Se o sofrimento, o sintoma, leva um sujeito a pedir uma análise, lembramos que o sofrimento só existe a partir do significante. E, por definição, um significante é o que representa um sujeito para outro significante. “[…] o processo primário não encontra nada de real, senão o impossível” (Escritos, De nossos antecedentes, p. 72) e no seminário De um Outro ao outro, Lacan diz: “[…] o sofrimento não é nada mais do que o sofrimento […]. Se o que fazemos, nós analistas, opera, é justamente daí que o sofrimento não é o sofrimento, […] o sofrimento é um fato” (Seminário XVI, p. 63, tradução CEF). E quanto ao fato, tudo que está no mundo, só se torna fato a partir do que o significante aí se articula. “Há o sofrimento que é fato, isto é, que encerra um dizer; é por essa ambiguidade que se refuta que ele seja intransponível em sua manifestação, que o sintoma pode ser a verdade. Eu faço dizer o sofrimento, como fiz dizer a verdade […]” (Seminário XVI, p. 63, tradução CEF). A verdade fala “Je”. Mas não há verdade absoluta, ela só pode ser semi-dita, só aparece em enigma. E o saber, por sua vez, se reduz em sua origem à articulação significante; em nosso saber, estamos reduzidos ao funcionamento significante.
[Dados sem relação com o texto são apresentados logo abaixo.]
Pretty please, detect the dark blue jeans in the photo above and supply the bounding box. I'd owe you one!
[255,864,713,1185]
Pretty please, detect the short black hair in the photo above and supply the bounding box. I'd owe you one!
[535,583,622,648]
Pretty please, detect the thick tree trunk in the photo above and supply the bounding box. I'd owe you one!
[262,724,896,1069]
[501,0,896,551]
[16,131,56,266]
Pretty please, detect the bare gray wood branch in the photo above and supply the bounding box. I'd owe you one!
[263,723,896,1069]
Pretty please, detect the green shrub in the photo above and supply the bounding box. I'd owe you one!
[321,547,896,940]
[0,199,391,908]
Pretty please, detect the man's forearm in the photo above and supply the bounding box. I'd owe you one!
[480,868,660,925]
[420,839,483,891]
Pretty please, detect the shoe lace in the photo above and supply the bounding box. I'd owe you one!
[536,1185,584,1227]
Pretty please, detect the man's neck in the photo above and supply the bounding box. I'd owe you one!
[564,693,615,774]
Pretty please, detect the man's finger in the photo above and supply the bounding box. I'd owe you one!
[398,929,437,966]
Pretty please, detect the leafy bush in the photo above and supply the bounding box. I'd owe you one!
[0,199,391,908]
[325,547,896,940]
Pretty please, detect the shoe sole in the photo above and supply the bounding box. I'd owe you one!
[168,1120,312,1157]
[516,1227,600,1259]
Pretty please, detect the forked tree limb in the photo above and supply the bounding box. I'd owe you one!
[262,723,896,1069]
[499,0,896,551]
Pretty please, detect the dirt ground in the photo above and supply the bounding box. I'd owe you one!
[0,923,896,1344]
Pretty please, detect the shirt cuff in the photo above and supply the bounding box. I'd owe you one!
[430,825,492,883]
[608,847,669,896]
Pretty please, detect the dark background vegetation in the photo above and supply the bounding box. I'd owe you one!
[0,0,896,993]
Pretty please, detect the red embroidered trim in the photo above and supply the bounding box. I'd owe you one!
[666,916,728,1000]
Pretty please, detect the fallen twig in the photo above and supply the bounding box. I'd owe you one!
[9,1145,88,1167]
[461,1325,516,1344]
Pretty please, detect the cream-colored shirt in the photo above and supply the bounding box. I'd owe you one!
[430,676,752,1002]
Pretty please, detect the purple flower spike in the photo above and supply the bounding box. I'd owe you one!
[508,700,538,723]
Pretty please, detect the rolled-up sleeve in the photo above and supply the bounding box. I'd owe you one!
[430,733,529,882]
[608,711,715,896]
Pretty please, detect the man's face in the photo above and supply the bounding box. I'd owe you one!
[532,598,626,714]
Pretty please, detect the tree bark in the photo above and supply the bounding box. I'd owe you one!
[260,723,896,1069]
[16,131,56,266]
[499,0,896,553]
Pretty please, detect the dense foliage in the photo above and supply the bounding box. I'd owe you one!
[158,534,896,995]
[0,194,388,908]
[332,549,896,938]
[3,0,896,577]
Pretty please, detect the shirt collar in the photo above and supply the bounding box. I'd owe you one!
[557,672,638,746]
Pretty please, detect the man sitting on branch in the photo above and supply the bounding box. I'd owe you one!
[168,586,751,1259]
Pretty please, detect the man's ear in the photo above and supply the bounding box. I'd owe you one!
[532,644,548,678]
Lacan nos leva ao osso duro da análise neste seminário. E um percurso longo de análise nos aproxima desse osso duro: passamos uma análise a construir, ou como saiu a construtuir, pelo qual fui fisgada: construir, ir tu, intuir, enfim, em uma análise, descobrimos que somos um pouco como Rosalie, protagonista do conto A enganada de Thomas Mann; construímos a nossa história, atribuímos sentido a tudo, protegemo-nos do vazio com uma fantasia que vem nos socorrer. Para não ficar tão espúrio, trago um trecho de uma sessão de análise: depois de falar desse conto de Thomas Mann, começo a perguntar em que vou usar o recurso herdado. E só vem a construção de uma casa, a construção de um empreendimento. E escuto: você só pensa em construir? E, como um relâmpago, lembro que minha avó construía casas, que minha mãe construía casas, que quando eu era criança brincava de mestre de obras. E começo a rir, pensando que acabara de inventar uma genealogia da construção. E dessa perfeita contradição não nos livramos, mesmo porque ela é constitutiva, e levamos, elevamos, ele, vamos, mas podemos.
*Texto escrito a partir do dispositivo Trabalho Preparatório para o Seminário de Verão da ALI – 2024, coordenado por Valéria Lameira e Virginia Guilhon.